Considering $$\sigma = \begin{bmatrix} 1 & 2 & 3 & 4 & 5 & 6 & 7 & 8 \\ 3 & 8 & 6 & 7 & 4 & 1 & 5 & 2 \end{bmatrix} = (1,3,6) (2,8) (4,7,5)$$ , the three cycles $(1,3,6)$, $(2,8)$, and $(4,7,5)$ have corresponding orbits that do not share elements, making them disjoint.
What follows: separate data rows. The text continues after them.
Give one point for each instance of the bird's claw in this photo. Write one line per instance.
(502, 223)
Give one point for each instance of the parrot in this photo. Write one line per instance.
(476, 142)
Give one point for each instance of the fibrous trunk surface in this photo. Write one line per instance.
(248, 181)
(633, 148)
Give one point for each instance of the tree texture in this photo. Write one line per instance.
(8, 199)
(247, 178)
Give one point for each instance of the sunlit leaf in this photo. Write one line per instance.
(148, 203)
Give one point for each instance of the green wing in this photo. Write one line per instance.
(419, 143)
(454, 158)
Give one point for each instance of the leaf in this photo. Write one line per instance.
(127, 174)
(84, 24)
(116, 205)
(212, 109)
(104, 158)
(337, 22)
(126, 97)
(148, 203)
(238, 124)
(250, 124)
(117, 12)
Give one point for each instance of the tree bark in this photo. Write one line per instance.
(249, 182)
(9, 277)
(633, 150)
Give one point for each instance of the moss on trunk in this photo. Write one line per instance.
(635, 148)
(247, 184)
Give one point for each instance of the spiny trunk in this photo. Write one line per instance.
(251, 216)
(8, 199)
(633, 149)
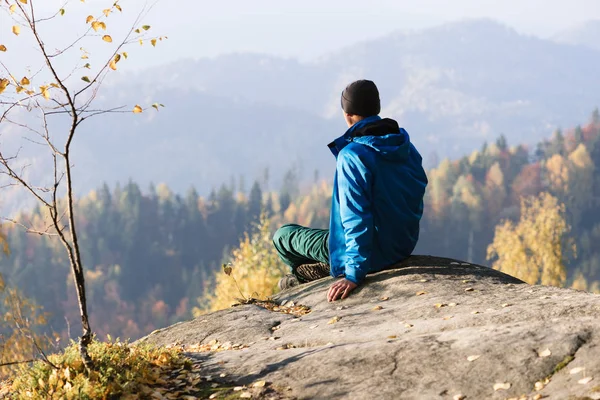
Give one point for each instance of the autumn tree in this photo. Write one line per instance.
(536, 248)
(254, 272)
(48, 94)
What can be understood from this representation is that it’s perfectly fine to be represented as $$(1,3,6) (2,8) (4,7,5) = (4,7,5) (2,8) (1,3,6)$$ . Permutations can be represented as the product of cycles, and if such products are considered the same, then the orbits are uniquely determined.

Theorem

• [1]: Every permutation of a finite symmetric group with more than one element can be represented as the product of transpositions.
• [2]: Every permutation of a finite symmetric group can be represented as the product of disjoint cycles.